Стоило Отраде очутиться на берегу, как все сразу же обступили её: промокшая насквозь, девочка зашлась плачем и никак не находила в себе сил успокоиться, хотя до сих пор я ещё ни разу не видывал, чтобы этот ребёнок хотя бы раз плакал. Ратибор сразу же предложил самое мудрое: отправиться к нашему деду Бессону, живущему совсем близко. Так сразу же и поступили.
Отрада всю дорогу плакала от испуга, а Онагост ушёл сразу же при входе в черту Замка, объяснив свою поспешность тем, что князь будет искать его, но, по-моему, он просто побоялся, чтобы его отцу никто не передал сведения о том, что он водит дружбу с детьми из низшего сословия. Хорош Онагост, да как и все в этом городе, живёт не как думает, а как надо.
Глава 3
Небольшая изба деда Бессона расположена на входе в город – самая первая слева, упирается в величественную стену Замка своим скромным двором, прячущимся за высоким забором из частокола. Изба деревянная, как и все постройки в Замке, зато во дворе при этой избе есть то, чего нет в других дворах – Совиная башня или, как многие её зовут, Совиная вышка. Дед заведует совиной почтой с самого нашего приезда в этот город – наша семья и привезла сюда особенных, обучаемых сов, вид которых был выведен в середине двадцать первого века. Из-за тесной связи с совиным племенем, на гербе рода Чаровых изображена именно сова. Вообще, родовые гербы нововеров – понятие новое, придумано даже не нашими прадедами, а дедами около четырех десятилетий тому назад. У каждой нововерской семьи свой герб. К примеру, у Земских на гербе изображён замок, у Вяземских – виноградная лоза, у Державиных – стена, у Ярчаков – солнце.
Поспешно миновав выметенный до блеска двор и войдя в избу, тёмную из-за наличия в светлице всего лишь одного окошка, мы, запыхавшиеся и раскрасневшиеся, предстаём перед дедом Бессоном, сидящим на лавке и чинящим свои старинные сети, латаные великое множество раз.

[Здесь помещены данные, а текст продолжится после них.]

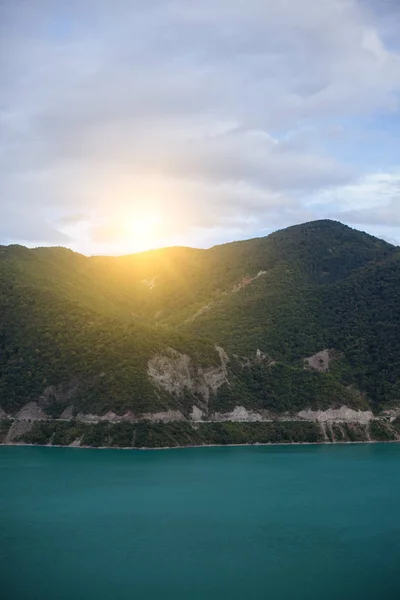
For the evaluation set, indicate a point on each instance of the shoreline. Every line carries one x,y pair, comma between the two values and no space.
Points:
257,444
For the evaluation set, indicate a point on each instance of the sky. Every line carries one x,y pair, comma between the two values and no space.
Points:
131,124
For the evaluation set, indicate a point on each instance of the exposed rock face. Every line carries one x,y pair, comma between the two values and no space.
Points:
164,417
337,415
111,417
76,443
67,413
175,373
196,414
392,414
17,429
31,412
239,414
319,362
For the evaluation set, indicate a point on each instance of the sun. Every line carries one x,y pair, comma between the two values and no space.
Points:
143,231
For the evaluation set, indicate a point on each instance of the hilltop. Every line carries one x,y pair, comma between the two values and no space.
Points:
268,329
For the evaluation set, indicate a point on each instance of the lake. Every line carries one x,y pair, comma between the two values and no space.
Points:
274,522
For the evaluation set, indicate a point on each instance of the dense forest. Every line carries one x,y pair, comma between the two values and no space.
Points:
82,331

Дед Бессон – отец нашей матери. Он не шибко старый, ему всего-то шестьдесят шесть лет от роду, но его густые волосы уже полностью белы, словно декабрьский снег. Ростом он совсем не высок, зато на ноги быстр, а зрение у него поострее, чем у некоторых молодых. Дед у нас самый лучший, поэтому мне особенно жаль, что мы не знали нашу бабушку, умершую ещё до моего появления на свет. Отец говорит, что она была очень мудрой и красивой, и наша мать была едва ли не её точной копией. Бабушка была не русской, и имя у неё было красивое, но совсем не нововерское: Бенигна.
– Ну, чего у вас уже случиться успело? – дед откладывает сети, и по тону его голоса я понимаю, что он успел обеспокоиться раньше, чем мы успели рассказать ему все волнения своих приключений.
Неожиданно, впервые с момента падения в воду, заговорила именно Отрада, при этом продолжая хлюпать носом и с силой потирать правой ладошкой глаза:
– Я в воду упала… С моста… Потянулась за бабочко-о-ой… – всё объяснение предсказуемо закончилось заячьим воем.
Дед сразу же поднялся с лавки и принялся успокаивать девочку:
– Ну-ну-ну! Жива, а значит, всё ладно!
– Сарафа-а-ан мо-о-окры-ы-ый! Если папа узнает, что произошло, он больше не отпустит меня гулять с Полеле-е-ей!
– Ну, день сегодня солнечный, так ещё поспеем обсушить твой сарафан. Ну-ну-ну! Не плачь, Отрадка, а я тебе мёду дам.
– С огу… С огурцами?
Свежие огурцы, макаемые в мёд – особое угощение деда. Я любил эту сладость даже больше, чем ядрёную домашнюю карамель, запекаемую в железных ложках и подаваемую на палочках, сделанных из бывших спичек.
Дед держал ласковую корову, полтора десятка разноцветных курей, пять пчелосемей и небольшой огород, так что сначала мы наелись огурцов с мёдом, а ближе к вечеру было и парное молоко, и свежий хлеб, и картошка с овощами и рыбой из казана, вынутого из русской печи – мы помогали деду с готовкой еды и этим были счастливы.